Mary Graham's statement "It was later agreed that the risk of cancer from Alar-sprayed apples was minimal" ("Regulation by Shaming," April Atlantic) is an example of how effective corporate disinformation can be. The Environmental Protection Agency does not casually classify a chemical as a carcinogen and ban it for all food uses, as it did Alar.
In food processing, Alar breaks down to a by-product called unsymmetrical dimethyl hydrazine, or UDMH. In 1985 the EPA concluded that Alar and UDMH might be causing as many as 100 cancers per million people exposed to it in their diet for a lifetime. That's 100 times the human health hazard considered acceptable by EPA standards. In 1990 the apple and chemical industries filed a libel lawsuit against those who had publicized Alar's dangers. The apple industry lost the lawsuit; the court concluded that the scientific case against Alar was sound. Nonetheless, the campaign of disinformation continues, because the chemical, agribusiness, and food industries were so scared.

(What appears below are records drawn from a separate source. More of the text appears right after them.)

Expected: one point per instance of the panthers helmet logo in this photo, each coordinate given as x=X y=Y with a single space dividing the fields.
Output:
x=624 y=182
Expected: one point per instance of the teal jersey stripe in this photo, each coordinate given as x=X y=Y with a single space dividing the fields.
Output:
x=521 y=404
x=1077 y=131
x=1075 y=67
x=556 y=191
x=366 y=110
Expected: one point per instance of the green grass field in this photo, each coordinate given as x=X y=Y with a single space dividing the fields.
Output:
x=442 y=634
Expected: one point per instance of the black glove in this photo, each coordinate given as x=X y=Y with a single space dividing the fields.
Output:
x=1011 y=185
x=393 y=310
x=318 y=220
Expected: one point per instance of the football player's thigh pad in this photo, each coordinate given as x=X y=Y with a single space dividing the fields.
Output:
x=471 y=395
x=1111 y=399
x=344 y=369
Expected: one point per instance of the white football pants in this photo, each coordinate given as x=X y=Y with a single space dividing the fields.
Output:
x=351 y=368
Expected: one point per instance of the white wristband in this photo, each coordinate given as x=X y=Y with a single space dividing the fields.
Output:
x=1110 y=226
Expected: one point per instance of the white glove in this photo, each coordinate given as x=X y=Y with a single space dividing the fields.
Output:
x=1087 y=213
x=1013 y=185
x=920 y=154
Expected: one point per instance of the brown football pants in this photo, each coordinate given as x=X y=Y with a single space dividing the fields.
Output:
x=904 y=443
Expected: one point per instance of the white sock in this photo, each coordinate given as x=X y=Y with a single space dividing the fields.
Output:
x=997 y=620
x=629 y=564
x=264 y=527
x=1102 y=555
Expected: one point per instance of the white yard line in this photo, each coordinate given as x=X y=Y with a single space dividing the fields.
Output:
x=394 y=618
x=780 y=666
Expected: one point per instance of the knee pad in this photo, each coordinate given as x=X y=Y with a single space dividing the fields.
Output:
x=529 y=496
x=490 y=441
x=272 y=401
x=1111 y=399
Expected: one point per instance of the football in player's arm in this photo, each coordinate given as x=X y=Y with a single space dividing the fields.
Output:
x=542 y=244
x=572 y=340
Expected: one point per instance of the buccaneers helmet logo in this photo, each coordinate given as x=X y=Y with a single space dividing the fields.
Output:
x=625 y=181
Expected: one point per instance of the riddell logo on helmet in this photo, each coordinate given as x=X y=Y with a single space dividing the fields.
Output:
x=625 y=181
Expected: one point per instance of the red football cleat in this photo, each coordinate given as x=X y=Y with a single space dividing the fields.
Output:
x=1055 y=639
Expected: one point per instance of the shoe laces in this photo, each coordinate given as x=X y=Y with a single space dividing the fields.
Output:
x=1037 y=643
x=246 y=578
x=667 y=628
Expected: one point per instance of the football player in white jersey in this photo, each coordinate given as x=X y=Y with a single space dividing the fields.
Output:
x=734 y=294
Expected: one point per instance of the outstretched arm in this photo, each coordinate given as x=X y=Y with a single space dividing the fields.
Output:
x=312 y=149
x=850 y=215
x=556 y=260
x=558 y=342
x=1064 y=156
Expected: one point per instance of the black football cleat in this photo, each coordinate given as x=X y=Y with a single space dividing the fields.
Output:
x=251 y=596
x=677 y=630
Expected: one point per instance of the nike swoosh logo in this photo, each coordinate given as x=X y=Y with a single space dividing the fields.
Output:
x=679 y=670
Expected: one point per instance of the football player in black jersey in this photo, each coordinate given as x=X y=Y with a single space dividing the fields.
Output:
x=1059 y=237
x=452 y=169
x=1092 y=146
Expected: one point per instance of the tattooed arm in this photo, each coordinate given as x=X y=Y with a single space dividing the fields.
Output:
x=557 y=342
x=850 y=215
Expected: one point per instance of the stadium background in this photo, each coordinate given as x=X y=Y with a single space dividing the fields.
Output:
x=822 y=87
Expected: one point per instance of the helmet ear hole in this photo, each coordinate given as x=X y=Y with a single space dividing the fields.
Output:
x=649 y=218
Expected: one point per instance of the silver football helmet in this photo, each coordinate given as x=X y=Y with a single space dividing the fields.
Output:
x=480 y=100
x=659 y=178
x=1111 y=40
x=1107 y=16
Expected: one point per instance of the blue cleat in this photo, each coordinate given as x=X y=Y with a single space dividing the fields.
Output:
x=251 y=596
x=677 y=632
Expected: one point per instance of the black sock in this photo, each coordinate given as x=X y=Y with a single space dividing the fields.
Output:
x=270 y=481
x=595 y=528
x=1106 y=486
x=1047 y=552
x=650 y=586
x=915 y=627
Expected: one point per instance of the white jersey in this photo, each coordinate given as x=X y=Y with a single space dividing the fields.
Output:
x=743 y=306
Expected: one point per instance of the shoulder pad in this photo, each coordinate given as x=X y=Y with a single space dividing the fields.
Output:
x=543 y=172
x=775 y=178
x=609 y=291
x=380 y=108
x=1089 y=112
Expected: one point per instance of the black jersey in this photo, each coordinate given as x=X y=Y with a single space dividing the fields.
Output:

In 1996 Elliot Negin wrote an article for the Columbia Journalism Review titled "The Alar 'Scare' Was for Real." Negin found that the facts had been misrepresented by a wide variety of news media, from The New York Times, the Los Angeles Times, the Chicago Tribune, and The Washington Post to Knight-Ridder and the Newhouse News Service. (The American Council on Science and Health, incidentally, is largely funded by the chemical industry. Uniroyal, which manufactures Alar, is one of its funders. This council was the source for a misstatement by Jane Brody about Alar in The New York Times on August 18, 1998. The Times printed a correction on September 13, 1998.) Thus Graham has plenty of company. It is ironic, though, that her error appeared in an article purporting to show that industry is more and more likely to confess the truth voluntarily. You have to watch carefully when industry is shuffling those cards.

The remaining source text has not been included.